Pasos. Más que pasos, grandes zancadas. Ramitas crujiendo al ritmo del tum tum, la única respuesta veloz al susurro del bosque. Una melena blanca dando latigazos entre los surcos libres de la espesura, cortando el aire superpoblado de polen. Unos ojos que gritaban de forma salvaje, alabando el curso de la naturaleza que marcaba el ritmo de vida de todo habitante bajo la bóveda verde del bosque. Un corazón que palpitaba demasiado deprisa, unas ansias depredadoras que salían al exterior con el rechinar de unos dientes fuertes y apretados. Ya quedaba poco. El próximo paso debería hacerlo desde el aire. Subió tan alto como pudo y se ayudó de la hospitalidad de los árboles para planear por entre sus brazos. Ya pronto llegaría.

Cuando aterrizó se encontró ante la parte más oscura del bosque.

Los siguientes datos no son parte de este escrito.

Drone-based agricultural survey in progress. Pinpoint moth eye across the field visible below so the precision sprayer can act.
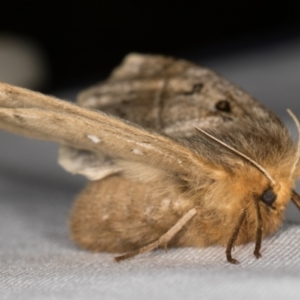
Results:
[261,189,276,206]
[216,100,231,112]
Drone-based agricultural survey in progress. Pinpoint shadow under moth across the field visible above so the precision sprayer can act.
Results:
[0,54,300,263]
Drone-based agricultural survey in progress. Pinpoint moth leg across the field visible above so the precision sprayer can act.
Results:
[292,190,300,210]
[226,211,246,264]
[253,201,262,258]
[115,207,198,262]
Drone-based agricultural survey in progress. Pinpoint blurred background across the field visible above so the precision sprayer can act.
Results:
[0,0,300,92]
[0,0,300,221]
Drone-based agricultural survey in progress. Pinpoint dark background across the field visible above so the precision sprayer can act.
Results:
[0,0,300,90]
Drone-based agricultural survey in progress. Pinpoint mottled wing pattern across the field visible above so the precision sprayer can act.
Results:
[78,54,274,138]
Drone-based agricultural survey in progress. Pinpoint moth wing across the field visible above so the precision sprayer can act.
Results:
[78,54,276,138]
[0,84,216,180]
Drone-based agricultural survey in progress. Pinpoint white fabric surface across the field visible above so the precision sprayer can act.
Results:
[0,41,300,300]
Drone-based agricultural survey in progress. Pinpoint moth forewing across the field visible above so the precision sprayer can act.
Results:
[0,54,300,263]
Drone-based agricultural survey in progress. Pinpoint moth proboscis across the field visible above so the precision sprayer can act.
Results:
[0,54,300,263]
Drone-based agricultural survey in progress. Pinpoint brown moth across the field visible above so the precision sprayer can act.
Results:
[0,54,300,263]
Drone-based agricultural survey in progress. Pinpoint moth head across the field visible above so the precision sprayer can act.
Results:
[197,119,300,225]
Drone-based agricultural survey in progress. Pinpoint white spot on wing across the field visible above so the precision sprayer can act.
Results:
[132,148,144,155]
[87,134,101,144]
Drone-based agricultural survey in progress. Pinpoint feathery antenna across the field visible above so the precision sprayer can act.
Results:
[195,127,276,185]
[287,109,300,176]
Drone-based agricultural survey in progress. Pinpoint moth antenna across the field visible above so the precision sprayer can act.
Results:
[287,109,300,176]
[195,126,276,185]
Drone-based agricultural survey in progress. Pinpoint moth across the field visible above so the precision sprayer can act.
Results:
[0,54,300,264]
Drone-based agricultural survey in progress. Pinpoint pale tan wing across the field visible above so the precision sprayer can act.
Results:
[0,84,214,178]
[78,54,276,137]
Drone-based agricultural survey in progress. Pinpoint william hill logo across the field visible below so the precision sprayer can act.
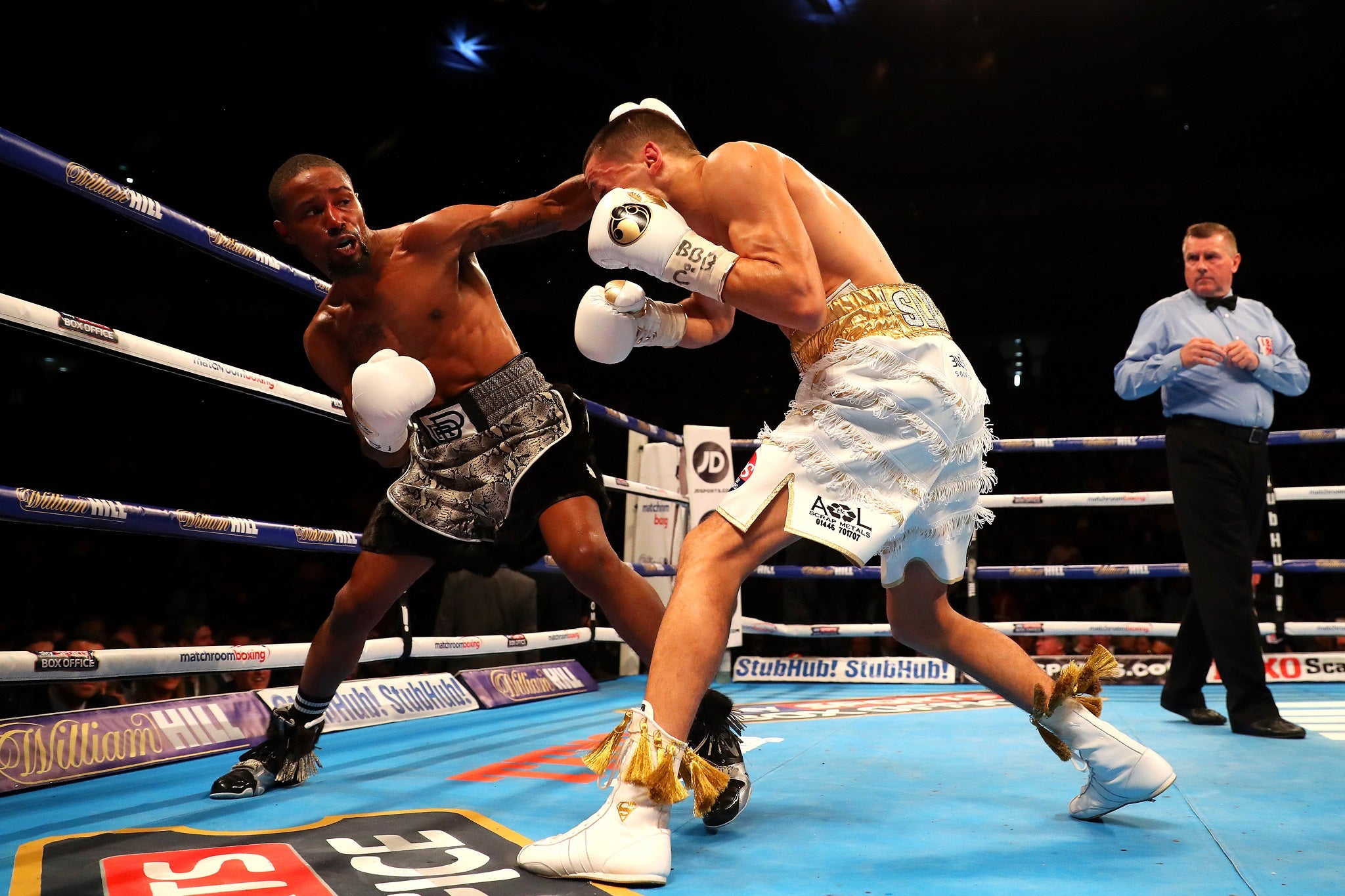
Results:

El follaje apenas dejaba entrar los rayos del sol, hacía más frío y todo estaba en silencio. Ahora a paso lento, la verde y curtida figura se internaba en el corazón oscuro del bosque, donde le estaban esperando.


Se acercó a un lago que permanecía en calma, congelado en el tiempo. No se oía nada, no se movía nada, excepto el corazón y los pasos de una figura. Asomándose al lago, echó una mirada amenazante a su reflejo y, sin darse cuenta, se convirtió en el reflejo de otra cosa que lo miraba desde el fondo. Una hermosa figura femenina salió de repente desde el otro lado del espejo, de forma lenta y sin producir ni una sola vibración en el agua. Sus cabellos salían al exterior, áridos y dorados como un desierto y su piel era blanca, muy blanca, como si nunca le hubiese besado un rayo de Sol. Los dos se miraron fijamente y marcaron su territorio. Él sonrió y todo quedó dicho justo antes de caer la noche.

 

Sonó la primera corneta. Pero no sólo se escuchaba este susurro.